Malper/Anasayfa

M.Nureddin Yekta'nin sayfasina hoş geldiniz!..

 

Güncel yazılar

İslami bir cemaat nasıl olmalı?

İslam aleminde o kadar çok cemaat varki bugüne kadar hemen hemen hiçbir yerde hedeflerine ulaşamadılar. Bunun birçok sebebi var elbette, belki hepsini burada sayacak deĝilim ama kısaca da olsa biraz temas etmek istiyorum.
Cemaater hedeflerine ulaşamıyorlar dedik, aksine zamanla içinde bulundukları devletlerin sistemleriyle barışır, rejime entegre oluyorlar. Birçoĝu geçen zaman zarfında güvenirliliĝini kaybetmiş, bazıları da islama uymayan eylemleriyle hizmet yerine birçok tahribata sebep oldukları gibi dünya kamuoyunda da damgalanmışlardır.

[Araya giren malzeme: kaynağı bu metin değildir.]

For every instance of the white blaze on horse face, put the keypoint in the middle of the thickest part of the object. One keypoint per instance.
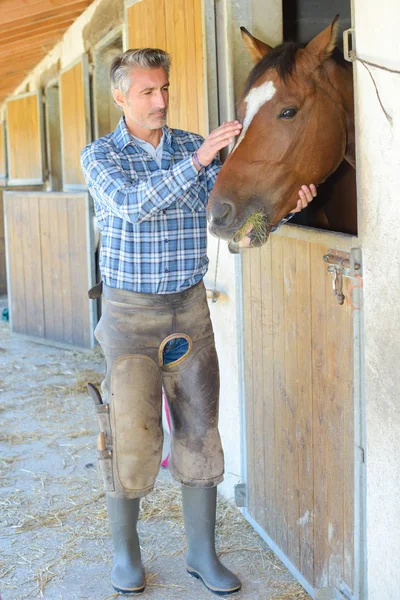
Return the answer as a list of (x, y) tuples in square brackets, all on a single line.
[(255, 100)]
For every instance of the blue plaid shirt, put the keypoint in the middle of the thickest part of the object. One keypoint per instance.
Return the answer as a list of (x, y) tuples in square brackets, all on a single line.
[(152, 220)]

Artık bundan sonra kendilerini feshetmekten başka çareleri de yoktur.

Peki nasıl bir cemaat ?
Ben bunu bütün islam alemi için deĝil de, Kurdistan Bölgesi için bir örnek olarak ele almak istiyorum.

Bence islami bir cemaat genelde bütün Îslam alemi, özelde Kurdistan Bölgesinde yaşayan halkların meşru haklarını elde etmek için kurulmalı. Bu cemaat bağımsız, hiçbir Hereket, kurum, kuruluş ya da cemaatin bir kanadı veya uzantısı olmadığı gibi, hiçbir devlet veya gücün güdümünde olmayan, gücünü sadece Allah’tan ve ihlaslı müminlerden alan yeni bir kuruluş olmalıdır.

Neden yeni bir cemaat?
Halihazırda İslama hizmet ettiklerini iddia eden bir çok islami cemaat mevcuttur, bunları biliyoruz. Ancak cemaatlerin kuruluş ve icraatlarına baktığımız zaman, birçok cemaatin İslami çizgiden uzaklaştığı nı görüyoruz. Bizim görüşümüze göre mevcut cemaatleri (buna parti, örgütler ve dernekler de dahildir) üç kategoride sınıflandırabiliriz.


1) Kuruluşu dış güçler tarafından olan cemaatler:

Bu tür cemaat, örgüt-partilerin arzu ettiğimiz hedefe ulaşmaları sözkonusu olamaz. Çünkü kuruluşlarında hedef, ihlaslı müslümanları zamanın akımında mevcut sistemlere entegre etmek, pasifize etmek ve umutsuz kılmaktır. Bu açıdan taĝuti düzenler hedeflerine varmışlardır diyebiliriz. Örneğin birçok cemaat ve tarikat dergahları, İslam’ı namaz kılmak, oruç tutmak gibi sadece ibadet dini olarak görmekte ve seçimlerde oyunu herhangi bir sağ partiye vererek, kamil mümin olduklarını kabul etmektedirler.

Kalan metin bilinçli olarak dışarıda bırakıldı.